Perkuat Peran Pers sebagai Pilar Keempat, Waroeng Rakyat Gelar Diskusi Dorong Pembangunan Berkelanjutan di Kuningan
- account_circle sep
- calendar_month Jum, 12 Des 2025
- comment 0 komentar

Foto Bersama Usai Diakusi
jelajahtvnews.com,-
Komunitas Waroeng Rakyat Kabupaten Kuningan kembali menghadirkan forum diskusi publik sebagai ruang dialog bagi masyarakat, insan pers, dan pemangku kebijakan untuk memperkuat peran media dalam pembangunan daerah. Kegiatan yang berlangsung hangat ini dipandu oleh Mumu Muhyiddin dan menghadirkan lima narasumber berpengalaman.

Para Narasumber Dalam Diskusi Waroeng Rakyat
Para pemateri yang hadir yakni Ketua DPRD Kuningan Nuzul Rachdy, SE, mantan Kabag Humas Setda Trisman Supriatna, akademisi Abdul Jalil Hermawan, serta pegiat dan pemerhati media Pandu Hamzah. Mereka mengulas tema utama diskusi: “Menguatkan Peran Pers sebagai Pilar Ke-4 dalam Mendorong Pembangunan Daerah yang Inklusif dan Berkelanjutan.”
Meski sempat muncul kritik dari sebagian peserta terkait pengemasan tema, diskusi tetap berjalan dinamis. Para narasumber terlebih dahulu memaparkan kilas balik pengalaman mereka dalam dunia publikasi dan komunikasi pemerintahan, kemudian masuk pada persoalan utama: bagaimana memperkuat peran pers di tengah persaingan era digital saat ini.
Dalam dialognya bersama para awak media, para narasumber menekankan bahwa jurnalis adalah garda terdepan informasi. Di tengah maraknya content creator dan pegiat media sosial, jurnalis dituntut mampu menjaga standar profesinya: akurat, objektif, dan taat kode etik. Kondisi ini menjadi tantangan besar, namun juga peluang untuk mempertegas identitas pers sebagai sumber informasi terpercaya bagi publik.
Selain membahas dunia pers, diskusi juga menyinggung perkembangan roda pemerintahan daerah. Para narasumber menilai pentingnya sinergi antara pemerintah dan media, terutama dalam penyampaian informasi terkait anggaran, program pembangunan, hingga kebijakan publik. Pemerintah didorong lebih terbuka dan responsif terhadap kebutuhan informasi masyarakat, sementara media diharapkan dapat menjalankan fungsi kontrol sosial yang konstruktif.

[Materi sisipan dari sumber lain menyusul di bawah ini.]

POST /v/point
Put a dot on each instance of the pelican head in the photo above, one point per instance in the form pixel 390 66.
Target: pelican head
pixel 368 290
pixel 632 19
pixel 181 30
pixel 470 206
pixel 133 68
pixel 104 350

Ketua DPRD Kuningan, Nuzul Rachdy, SE, dalam paparannya menegaskan bahwa pers memiliki peran strategis dalam mendorong transparansi pembangunan daerah. Media, katanya, menjadi jembatan antara pemerintah dan masyarakat, sekaligus alat untuk menyuarakan aspirasi publik secara objektif.
“Pers bukan hanya menyampaikan program pembangunan, tetapi juga mengawal agar pelaksanaannya berjalan transparan, tepat sasaran, dan sesuai kebutuhan masyarakat,” ujarnya.
Dalam sesi diskusi, sejumlah isu menarik turut mencuat, mulai dari polemik kawasan Gunung Ciremai, tata kelola pembangunan daerah, hingga tantangan yang dihadapi media lokal di tengah arus digitalisasi. Semua itu kembali menegaskan bahwa pers sebagai pilar keempat demokrasi harus mampu menjalankan fungsinya secara profesional, kritis, namun tetap berimbang.
Melalui forum ini, Waroeng Rakyat berharap lahir kolaborasi yang lebih solid antara pers, masyarakat, dan pemerintah dalam mewujudkan pembangunan Kabupaten Kuningan yang inklusif, transparan, dan berkelanjutan.